Pengendalian Panen Jahe

Memahami Cara Penataan Panen Jahe agar Mendapatkan Untung Banyak

[pgp_title]

Pembahasan kita sekarang yaitu Memahami Cara Penataan Panen Jahe agar Mendapatkan Untung Banyak. Penanganan panen yang pas menciptakan untung berlimpah. Amat disayangkan jikalau gara-gara kesalahan panen, rentetan kegiatan sebelumnya yang telah maksimal menjadi sia-sia.

Memahami Cara Penataan Panen Jahe agar Mendapatkan Untung Banyak

Memahami Cara Penataan Panen Jahe agar Mendapatkan Untung Banyak

Tiga hal yang semestinya diperhatikan ketika panen yaitu:

  • Menghindari terbuangnya hasil panen.

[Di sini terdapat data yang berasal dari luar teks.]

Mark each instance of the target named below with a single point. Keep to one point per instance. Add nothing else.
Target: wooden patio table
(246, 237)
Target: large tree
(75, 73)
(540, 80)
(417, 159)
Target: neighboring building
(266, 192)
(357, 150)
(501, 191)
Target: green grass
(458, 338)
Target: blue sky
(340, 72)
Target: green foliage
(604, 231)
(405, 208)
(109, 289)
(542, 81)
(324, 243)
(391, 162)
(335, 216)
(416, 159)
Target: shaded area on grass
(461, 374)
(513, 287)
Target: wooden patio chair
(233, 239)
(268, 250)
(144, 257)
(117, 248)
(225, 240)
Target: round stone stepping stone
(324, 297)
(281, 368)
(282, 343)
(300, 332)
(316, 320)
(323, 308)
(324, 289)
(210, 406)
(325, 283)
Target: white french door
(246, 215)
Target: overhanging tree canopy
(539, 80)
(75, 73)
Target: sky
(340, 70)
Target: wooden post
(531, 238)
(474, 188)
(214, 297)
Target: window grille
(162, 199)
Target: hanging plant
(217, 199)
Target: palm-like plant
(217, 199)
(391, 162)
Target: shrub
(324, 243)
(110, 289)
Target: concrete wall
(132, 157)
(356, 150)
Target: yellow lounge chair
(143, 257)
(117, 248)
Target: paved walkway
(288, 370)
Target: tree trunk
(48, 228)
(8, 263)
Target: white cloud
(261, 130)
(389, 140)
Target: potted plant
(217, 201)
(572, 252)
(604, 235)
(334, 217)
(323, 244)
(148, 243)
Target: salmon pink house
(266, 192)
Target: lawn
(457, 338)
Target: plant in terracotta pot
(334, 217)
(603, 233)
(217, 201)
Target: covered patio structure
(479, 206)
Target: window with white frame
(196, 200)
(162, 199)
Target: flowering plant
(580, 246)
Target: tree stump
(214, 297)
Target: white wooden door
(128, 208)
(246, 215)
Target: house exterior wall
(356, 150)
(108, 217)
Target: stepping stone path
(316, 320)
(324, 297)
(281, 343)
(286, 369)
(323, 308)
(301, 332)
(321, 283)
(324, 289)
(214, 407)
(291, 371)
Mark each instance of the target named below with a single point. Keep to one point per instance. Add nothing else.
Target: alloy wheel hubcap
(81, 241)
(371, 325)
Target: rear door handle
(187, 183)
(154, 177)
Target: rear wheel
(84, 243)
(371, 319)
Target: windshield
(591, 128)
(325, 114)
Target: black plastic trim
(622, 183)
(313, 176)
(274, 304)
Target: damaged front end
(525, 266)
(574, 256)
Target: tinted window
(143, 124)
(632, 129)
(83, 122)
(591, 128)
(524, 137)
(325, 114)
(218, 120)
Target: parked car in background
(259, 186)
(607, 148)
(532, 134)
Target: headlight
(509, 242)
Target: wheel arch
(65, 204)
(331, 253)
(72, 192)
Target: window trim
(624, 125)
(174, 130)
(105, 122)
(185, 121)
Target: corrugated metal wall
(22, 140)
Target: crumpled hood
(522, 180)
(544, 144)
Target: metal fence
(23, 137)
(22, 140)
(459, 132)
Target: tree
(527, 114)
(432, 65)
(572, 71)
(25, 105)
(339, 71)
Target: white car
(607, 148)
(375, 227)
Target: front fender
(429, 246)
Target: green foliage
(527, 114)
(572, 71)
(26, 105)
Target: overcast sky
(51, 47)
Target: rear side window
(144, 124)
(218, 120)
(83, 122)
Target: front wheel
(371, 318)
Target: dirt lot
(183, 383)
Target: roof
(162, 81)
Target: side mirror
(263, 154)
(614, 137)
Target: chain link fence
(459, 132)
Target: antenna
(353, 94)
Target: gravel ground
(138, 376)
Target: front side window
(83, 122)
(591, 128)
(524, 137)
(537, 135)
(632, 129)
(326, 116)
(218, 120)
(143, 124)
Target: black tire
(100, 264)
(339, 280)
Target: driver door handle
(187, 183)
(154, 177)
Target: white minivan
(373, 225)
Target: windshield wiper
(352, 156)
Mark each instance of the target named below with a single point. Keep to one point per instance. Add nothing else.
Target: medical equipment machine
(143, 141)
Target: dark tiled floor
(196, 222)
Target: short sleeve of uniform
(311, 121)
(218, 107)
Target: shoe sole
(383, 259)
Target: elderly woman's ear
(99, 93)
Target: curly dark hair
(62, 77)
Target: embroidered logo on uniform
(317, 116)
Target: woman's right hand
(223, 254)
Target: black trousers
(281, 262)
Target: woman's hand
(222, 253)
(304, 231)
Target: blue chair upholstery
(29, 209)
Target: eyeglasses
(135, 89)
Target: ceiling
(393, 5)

Setiap kesibukan panen berisiko kehilangan hasil panen, karenanya wajib diminimalisir.
  • Menghindari kerusakan hasil panen yang disebabkan kesalahan sistem panen.
  • Menghindari memanen buah / hasil panen yang masih terlalu muda.

Daya-hal tersebut bertujuan agar hasil panen layak keinginan. Supaya maksimal dari segi kuantitasnya, ialah tonase (volume) hasil panen per satuan lahan. Juga dari segi kualitasnya, ialah standar yang dibutuhkan pasar dan konsumen. Ketepatan pengelolaan panen, tentunya menghadirkan untung bagi petani yang membudidayakan.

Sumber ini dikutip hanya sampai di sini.